呪詛は二度祓ったが、体の調子は良くなるどころか悪くなる一方だった。
あの夢も、呪詛の影響なのだろうか─?
いや、それならばむしろ説明はつくのかもしれない。
「そう…かもしれないですね。」
「呪詛の影響にしろそうでないにしろ、夢の内容がわからなければ対処のしようもありません。

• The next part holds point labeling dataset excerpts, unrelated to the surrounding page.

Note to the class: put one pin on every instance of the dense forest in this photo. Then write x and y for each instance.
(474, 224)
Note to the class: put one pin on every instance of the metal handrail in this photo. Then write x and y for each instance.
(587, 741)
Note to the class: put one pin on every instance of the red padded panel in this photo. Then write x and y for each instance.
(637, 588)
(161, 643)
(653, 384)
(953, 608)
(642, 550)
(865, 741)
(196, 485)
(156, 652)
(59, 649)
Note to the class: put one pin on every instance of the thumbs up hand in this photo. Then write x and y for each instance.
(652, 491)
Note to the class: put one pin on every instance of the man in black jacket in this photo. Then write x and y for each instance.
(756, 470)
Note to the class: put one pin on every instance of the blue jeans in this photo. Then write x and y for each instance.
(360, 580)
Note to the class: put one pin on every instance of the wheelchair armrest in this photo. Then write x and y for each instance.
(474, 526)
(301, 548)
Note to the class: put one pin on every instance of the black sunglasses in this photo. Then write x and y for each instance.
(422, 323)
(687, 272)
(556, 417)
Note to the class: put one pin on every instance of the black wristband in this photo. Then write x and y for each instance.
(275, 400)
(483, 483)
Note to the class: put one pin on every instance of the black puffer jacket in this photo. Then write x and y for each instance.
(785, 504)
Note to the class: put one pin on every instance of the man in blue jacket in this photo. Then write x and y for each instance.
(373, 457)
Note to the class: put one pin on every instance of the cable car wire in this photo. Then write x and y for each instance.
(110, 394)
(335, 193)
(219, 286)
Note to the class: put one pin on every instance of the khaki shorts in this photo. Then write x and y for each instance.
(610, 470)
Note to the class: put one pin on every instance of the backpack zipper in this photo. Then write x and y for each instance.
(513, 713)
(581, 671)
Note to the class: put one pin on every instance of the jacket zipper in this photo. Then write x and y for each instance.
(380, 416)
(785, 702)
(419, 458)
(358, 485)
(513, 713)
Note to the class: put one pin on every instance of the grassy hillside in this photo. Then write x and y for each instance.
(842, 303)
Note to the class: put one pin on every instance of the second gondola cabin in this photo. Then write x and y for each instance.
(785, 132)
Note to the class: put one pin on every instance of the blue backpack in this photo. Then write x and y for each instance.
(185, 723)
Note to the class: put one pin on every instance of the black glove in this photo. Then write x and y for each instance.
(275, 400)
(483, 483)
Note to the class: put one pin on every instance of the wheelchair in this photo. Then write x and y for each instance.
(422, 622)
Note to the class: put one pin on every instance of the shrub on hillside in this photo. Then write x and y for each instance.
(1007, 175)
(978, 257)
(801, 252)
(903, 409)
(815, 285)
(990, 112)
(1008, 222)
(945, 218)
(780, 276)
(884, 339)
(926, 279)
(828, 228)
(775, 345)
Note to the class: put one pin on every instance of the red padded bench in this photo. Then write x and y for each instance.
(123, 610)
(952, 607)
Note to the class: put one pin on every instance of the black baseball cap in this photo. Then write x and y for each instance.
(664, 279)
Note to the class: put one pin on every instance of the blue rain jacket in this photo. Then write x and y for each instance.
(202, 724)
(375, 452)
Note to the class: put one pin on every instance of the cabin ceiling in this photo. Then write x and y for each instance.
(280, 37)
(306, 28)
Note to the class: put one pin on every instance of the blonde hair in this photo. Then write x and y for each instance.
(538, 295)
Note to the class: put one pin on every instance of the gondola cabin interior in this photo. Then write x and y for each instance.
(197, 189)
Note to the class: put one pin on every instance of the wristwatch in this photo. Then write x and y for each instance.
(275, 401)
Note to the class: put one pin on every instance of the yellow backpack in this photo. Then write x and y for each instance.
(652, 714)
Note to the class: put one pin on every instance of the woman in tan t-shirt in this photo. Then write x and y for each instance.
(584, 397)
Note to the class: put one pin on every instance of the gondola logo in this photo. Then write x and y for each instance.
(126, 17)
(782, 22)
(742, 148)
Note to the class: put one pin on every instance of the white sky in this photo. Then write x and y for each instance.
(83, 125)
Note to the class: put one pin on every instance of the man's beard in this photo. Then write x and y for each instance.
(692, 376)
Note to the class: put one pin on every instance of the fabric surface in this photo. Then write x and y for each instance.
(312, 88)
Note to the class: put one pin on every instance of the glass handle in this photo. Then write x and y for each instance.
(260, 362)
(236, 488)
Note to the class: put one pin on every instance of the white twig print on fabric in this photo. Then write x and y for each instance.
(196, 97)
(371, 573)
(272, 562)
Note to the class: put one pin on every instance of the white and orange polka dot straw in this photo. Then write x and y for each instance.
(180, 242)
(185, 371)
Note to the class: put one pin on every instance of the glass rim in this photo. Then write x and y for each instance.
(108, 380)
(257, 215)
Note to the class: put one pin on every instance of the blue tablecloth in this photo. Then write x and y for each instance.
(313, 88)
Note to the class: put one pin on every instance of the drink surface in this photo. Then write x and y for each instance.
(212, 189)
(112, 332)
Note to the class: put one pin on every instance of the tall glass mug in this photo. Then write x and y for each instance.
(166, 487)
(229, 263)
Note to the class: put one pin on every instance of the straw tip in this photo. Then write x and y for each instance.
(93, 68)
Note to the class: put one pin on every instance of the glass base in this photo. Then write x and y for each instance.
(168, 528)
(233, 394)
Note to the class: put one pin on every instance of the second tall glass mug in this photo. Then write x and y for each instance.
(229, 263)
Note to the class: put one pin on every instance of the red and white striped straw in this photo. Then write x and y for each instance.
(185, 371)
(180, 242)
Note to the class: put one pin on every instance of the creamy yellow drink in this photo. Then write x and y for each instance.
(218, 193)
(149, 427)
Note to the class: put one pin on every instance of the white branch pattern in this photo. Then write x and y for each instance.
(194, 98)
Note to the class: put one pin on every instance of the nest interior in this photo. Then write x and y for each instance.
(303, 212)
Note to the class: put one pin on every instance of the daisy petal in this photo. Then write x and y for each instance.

そこまで口を閉ざす程、嫌な夢なのでしょうが…お願いですから、話して頂けませんか?
口外は決してしませんから。」
「…………」
望美は、顔が熱くなるのを感じつつも、夢の内容を話し始めた。
「…そうですか。そんな夢を毎晩見ているんですね?」
「………はい。」
「…もしかしたら、それは呪詛とは別の問題かもしれません。」
「…え?」
「淫交という病気かも……」
「淫…交?」
弁慶の話によると、淫交という病は、その患者とは異なる性別の淫鬼という鬼が取り付いて、
夢に現れては性交を繰り返し、その者の気を奪ってしまうものなのだとか。
「…それが、私の夢の原因ですか?」
「…おそらくは。」
「薬とかでは、治せないんですか!?」
「残念ですが、僕の手元にあるものでは無理です。」
「そうですか…」
望美は、がっくりとうなだれた。
「…けれど、方法が全くない訳でもありません。」
「ホントですか!?」
「ええ。ですが…容易くないのも確かです。」
「…ですが、今の状況でこのままにしておく訳にもいきません。覚悟は出来ています…教えてください。」
「…わかりました。」
「それで、治す方法とは?」
「…男と交わる。それだけです。」
「…………は?」
「ですから、男性と交わるんです…七日七晩。」
「七日…七晩!?」
「ええ。あなたの気も乱れている様子ですし、五行の事も考えて、
僕ら八葉と交代で交わるのが一番いいでしょうね。あなたの心の準備等もあるでしょうし、
日にちや順番はお任せします。」
なおも穏やかな口調でそう告げる弁慶。
望美は、視界が暗くなっていくのを感じた。